Immunochemical and chromatographic studies have demonstrated considerable heterogeneity for concentrations of circulating osteocalcin in normal individuals and in patients with osteoporosis, chronic renal failure, and Paget disease. Both intact osteocalcin (amino acids 1-49) and the large N-terminal/midregion (N-MID) fragment (amino acids 1-43) are present in blood. Intact osteocalcin is unstable due to protease cleavage between amino acids 43 and 44. The N-MID fragment, resulting from cleavage, is considerably more stable. This assay detects both the stable N-MID fragment and intact osteocalcin.
<5 years: 19-75 ng/mL
5-9 years: 21-108 ng/mL
10-15 years: 19-159 ng/mL
16-17: 12-114 ng/mL
> or =18 years: 9-42 ng/mL
<5 years: 14-126 ng/mL
5-9 years: 16-152 ng/mL
10-15 years: 15-151 ng/mL
16-17 years: 9-70 ng/mL
Elevated levels of osteocalcin indicate increased bone turnover.
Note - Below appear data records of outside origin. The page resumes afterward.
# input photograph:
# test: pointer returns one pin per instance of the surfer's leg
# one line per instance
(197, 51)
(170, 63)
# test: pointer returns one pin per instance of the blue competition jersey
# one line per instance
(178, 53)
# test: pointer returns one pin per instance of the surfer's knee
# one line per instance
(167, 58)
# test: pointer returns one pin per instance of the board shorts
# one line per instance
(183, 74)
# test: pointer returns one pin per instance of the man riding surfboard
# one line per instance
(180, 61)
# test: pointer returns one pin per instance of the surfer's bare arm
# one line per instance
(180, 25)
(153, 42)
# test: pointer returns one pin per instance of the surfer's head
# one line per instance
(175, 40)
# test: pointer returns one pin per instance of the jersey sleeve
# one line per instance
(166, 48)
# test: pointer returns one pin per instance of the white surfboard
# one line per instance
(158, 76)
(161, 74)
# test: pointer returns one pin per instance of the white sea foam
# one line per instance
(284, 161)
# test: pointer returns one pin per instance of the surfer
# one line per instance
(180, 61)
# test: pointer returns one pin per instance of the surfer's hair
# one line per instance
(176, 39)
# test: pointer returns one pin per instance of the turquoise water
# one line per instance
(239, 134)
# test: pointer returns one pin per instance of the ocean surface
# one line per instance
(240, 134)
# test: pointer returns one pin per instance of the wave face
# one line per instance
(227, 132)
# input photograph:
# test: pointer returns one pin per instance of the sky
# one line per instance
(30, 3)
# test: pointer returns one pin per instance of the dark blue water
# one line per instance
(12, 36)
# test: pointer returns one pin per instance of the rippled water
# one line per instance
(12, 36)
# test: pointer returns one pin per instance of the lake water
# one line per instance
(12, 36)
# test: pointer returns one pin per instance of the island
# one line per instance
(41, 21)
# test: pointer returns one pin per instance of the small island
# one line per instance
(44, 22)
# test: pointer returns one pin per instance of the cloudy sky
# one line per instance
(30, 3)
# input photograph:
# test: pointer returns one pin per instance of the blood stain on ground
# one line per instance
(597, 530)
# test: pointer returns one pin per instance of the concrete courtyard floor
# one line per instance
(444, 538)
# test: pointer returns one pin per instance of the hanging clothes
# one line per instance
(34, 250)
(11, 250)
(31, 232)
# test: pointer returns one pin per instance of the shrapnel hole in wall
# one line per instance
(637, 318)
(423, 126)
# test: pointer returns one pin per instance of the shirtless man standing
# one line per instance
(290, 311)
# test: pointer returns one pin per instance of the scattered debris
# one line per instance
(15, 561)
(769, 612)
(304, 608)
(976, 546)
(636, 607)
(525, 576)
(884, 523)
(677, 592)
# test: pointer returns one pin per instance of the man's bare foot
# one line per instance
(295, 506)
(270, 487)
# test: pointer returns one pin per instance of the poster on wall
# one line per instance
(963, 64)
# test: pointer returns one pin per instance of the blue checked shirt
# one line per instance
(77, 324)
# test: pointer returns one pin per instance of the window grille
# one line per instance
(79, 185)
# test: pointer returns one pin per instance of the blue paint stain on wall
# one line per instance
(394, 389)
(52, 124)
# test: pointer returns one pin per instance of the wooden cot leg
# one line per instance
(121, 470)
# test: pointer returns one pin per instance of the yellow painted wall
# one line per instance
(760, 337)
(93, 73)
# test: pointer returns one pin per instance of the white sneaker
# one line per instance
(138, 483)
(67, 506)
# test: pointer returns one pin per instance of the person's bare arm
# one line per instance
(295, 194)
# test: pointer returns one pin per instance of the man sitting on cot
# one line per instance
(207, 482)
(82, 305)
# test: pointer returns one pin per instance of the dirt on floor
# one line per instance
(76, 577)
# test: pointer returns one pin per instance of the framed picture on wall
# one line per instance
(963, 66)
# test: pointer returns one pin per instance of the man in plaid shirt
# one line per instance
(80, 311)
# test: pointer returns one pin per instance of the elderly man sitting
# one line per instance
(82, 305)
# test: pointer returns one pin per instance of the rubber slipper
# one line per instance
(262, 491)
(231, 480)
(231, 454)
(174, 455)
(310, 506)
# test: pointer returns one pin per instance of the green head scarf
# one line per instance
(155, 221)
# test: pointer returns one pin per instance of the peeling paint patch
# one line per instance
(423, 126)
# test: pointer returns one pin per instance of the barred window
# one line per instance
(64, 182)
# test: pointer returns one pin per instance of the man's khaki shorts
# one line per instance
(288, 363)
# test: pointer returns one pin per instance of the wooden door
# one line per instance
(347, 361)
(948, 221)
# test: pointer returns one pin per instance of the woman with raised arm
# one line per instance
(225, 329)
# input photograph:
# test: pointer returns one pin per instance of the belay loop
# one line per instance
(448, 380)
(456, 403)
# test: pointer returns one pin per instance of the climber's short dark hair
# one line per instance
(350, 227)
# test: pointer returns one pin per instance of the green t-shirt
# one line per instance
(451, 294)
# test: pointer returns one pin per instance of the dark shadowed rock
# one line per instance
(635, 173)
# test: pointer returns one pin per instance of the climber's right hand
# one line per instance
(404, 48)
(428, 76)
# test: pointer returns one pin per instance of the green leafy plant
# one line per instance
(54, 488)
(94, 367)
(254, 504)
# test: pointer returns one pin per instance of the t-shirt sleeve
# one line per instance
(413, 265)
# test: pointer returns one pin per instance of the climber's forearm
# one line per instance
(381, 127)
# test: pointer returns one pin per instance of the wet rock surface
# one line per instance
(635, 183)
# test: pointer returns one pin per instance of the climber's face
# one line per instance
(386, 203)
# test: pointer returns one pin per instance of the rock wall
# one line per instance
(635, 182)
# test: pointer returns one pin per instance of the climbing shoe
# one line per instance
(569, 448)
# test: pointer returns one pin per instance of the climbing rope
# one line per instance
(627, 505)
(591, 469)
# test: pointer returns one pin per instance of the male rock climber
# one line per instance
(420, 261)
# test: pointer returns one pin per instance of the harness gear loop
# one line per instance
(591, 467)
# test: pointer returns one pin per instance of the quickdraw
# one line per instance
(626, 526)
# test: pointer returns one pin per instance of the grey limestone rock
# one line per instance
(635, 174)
In patients taking antiresorptive agents (bisphosphonates or hormone replacement therapy), a decrease of 20% or less from baseline osteocalcin level (ie, prior to the start of therapy) after 3 to 6 months of therapy, suggests effective response to treatment.
Patients with diseases such as hyperparathyroidism, which can be cured, should have a return of osteocalcin levels to the reference range within 3 to 6 months after complete cure.